The design principles behind the development of the ontology are described, although I must admit that I see the number of competency questions a bit too small to introduce all the types of needs and requirements that the ontology developers were considering in the development process. The methodological process is clear, and follows a well known method for ontology development, which has been used for the development of some influential ontologies, and which relies on the use of competency questions for capturing requirements and evaluating the resulting ontology later. The analysis done for existing datasets is adequate, although probably a bit too biased to North American cases, while 311-like data are also available in cities from other geographical areas and which have some important differences (for instance, in the organisation of cities into neighborhoods, or in the organisation of city councils). In any case, the use cases that are provided also make sense according to what 311 data can be used for, and I have myself experienced with other cities using this type of data the need to address similar types of problems.

The ontology is freely available on the Web (although the URI that has been applied is not following the most recent common practices in the publication of ontologies on the Web (e.g., not using the suffix .owl after the general URI of the ontology). However, there are no real cases identified where data has been actually transformed and are published (as Linked Data or in a SPARQL endpoint) according to this ontology. Only a few examples are provided, which are nice to understand how data from several cities can be transformed according to the ontology, but it would be nice to have these complete datasets available and provide links to the datasets.

The competency questions are also transformed into SPARQL, as a good practice.

Moving into the analysis of ontology quality, I have several concerns that may need to be addressed:
- One of the first concerns is related to the problem of interoperability between data from different sites.

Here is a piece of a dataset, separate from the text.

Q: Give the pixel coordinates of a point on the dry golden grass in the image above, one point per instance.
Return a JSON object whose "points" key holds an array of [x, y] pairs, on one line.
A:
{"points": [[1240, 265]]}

This concern is really important in terms of the types of services and requests that are modeled in the ontology. The authors propose one classification, but every data source that they have analysed has different sets of categories, as the authors have acknowledged. However, they are not clear about how these disparate sets of services provided as strings are mapped to this classification, and why they think that the classification is rich enough.
- From the competency questions it is not clear why the types of services and requests need to be encoded as OWL taxonomies, instead of using, for instance, SKOS concept schemes, which may fit better into a context as open as these sets of services.
- There are many elements in the original data sources that may be converted into URIs, such as for instance the divisions, section units, etc. It is not clear how they could be converted into URIs, making the datasets more linked to other potential datasets from the cities.
- On the related ontologies, some of the design decisions are not clearly expressed. The authors just say that they reuse ontology X, ontology Y, but they do not specify why. For instance, why aren’t they using the W3C Organisation ontology for the description of organizations? This ontology is inspired by the one that is used here, and they are both compatible. The same applies to the iContact ontology, whereas other ontologies may have been used, such as schema.org properties or vCard. And for transportation, Linked GTFS (and schema.org) is already providing some concepts that may be used.
- It is not clearly described either why the cardinality of has311Type is one for ServiceRequest. Isn’t it really possible to have several types? Or several handling agencies?
- All properties may also use camelCase notation, although this is a minor comment, obviously.

On the readability side of the paper, we have the following aspects that may need to be considered:
- It may be good to explain briefly in the abstract what 311 is about, since readers from different cultural backgrounds may not understand what the 311 service is.
- In general, there are many typos and grammar errors throughout the paper.
- In the references to open data sites from North-American cities, the links only provide links to the open data sites, but not to the specific datasets where 311 data is provided.